A stiff, overhanging quartzite route with crack jamming, face climbing, and a bit of balancy stemming.
Start up easy, blocky terrain at the left of the Bolt Slab’s North Face and reach the roof with two more-or-less hand-sized, parallel cracks. Follow these cracks up a bit and then bear right a little.
Clip two fixed pins and head farther right and up through overhanging, strenuous territory to the larger, broken crack. Follow this up and around to the east side and the anchors.
Location
At the left side of the Bolt Slab’s North Face. A roof with two parallel hand-cracks above is the obvious marker.
Protection
Stoppers, small to medium cams, 2 fixed pins, slings for horns, hangers-and-rings anchors.

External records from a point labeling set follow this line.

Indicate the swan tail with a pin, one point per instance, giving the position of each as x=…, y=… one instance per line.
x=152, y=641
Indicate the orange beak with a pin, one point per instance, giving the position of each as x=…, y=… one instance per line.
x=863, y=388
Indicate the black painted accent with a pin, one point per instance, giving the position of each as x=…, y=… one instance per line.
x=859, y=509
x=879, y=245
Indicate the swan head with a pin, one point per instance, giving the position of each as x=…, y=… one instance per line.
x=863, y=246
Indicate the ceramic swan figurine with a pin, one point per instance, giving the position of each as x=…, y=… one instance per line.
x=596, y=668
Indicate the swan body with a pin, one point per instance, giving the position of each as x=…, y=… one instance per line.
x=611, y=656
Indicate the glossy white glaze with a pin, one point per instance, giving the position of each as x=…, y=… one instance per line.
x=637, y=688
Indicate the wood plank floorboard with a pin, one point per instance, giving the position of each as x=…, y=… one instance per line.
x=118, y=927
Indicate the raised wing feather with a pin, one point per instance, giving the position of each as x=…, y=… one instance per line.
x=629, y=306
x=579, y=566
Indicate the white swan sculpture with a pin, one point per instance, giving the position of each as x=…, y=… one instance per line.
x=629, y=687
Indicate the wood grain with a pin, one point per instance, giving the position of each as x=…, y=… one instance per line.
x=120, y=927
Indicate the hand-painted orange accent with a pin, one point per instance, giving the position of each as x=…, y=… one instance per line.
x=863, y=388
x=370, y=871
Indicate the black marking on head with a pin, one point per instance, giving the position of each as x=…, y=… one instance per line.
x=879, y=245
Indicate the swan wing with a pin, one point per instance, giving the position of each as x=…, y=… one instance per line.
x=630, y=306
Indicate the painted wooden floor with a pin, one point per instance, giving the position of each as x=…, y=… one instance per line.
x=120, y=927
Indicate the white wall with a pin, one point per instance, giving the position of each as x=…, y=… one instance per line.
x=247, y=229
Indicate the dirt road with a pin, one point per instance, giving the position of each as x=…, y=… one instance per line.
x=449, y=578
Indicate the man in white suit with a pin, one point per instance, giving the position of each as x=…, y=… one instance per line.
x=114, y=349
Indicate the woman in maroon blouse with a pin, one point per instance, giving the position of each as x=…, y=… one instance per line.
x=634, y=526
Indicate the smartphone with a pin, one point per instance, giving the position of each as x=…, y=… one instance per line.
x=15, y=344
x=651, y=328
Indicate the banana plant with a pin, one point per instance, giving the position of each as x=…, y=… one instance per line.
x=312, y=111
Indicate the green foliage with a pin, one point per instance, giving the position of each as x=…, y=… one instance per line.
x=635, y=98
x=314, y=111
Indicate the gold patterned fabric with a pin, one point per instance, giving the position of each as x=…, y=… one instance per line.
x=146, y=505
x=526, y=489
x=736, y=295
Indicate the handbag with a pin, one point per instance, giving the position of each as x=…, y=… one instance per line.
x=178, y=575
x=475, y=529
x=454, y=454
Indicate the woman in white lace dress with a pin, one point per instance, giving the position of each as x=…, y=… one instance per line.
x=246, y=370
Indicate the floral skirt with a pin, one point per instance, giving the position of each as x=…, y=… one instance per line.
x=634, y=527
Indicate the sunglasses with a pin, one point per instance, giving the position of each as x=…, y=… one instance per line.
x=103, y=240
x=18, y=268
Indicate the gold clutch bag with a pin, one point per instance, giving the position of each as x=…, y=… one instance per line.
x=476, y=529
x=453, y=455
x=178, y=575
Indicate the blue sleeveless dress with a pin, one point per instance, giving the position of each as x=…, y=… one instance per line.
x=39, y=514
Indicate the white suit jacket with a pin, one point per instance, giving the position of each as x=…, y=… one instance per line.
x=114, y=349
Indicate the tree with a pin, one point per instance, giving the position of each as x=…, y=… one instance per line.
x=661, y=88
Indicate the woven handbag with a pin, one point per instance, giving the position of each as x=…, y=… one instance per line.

Add CommentComments on Dance of the Pregnant Wildebeest
Perin, I noticed you started a little far left. The original line goes straight up and pumps the hell out of you right from the start. The hand crack is another line put up by Darren Knezek that also goes straight up. Don't you just love classic rock canyon north facing sandbags?
Sheesh, you mean I have to go do it again? (Darren told me about his line, but he implied it was just a .10d variation straight up from the pins).
By Perin Blanchard Administrator From: Orem, UT May 15, 2008
Hey Christian, looks like I don't have to go do it again. Darren K. says that the line I did is Pregnant Wildebeest; the line you did is a .10a called Two to Tango (at least that's what Pedersen, et al. always called it). I'll update the topo one of these days with it and with Darren's variant finish to Wildebeest (called Breech Baby, .10d).
Despite the apparent confusion this route seems to be causing. I loved it! Fun crack climbing to a really cool upper face. I remember the upper face being a bit pumpy.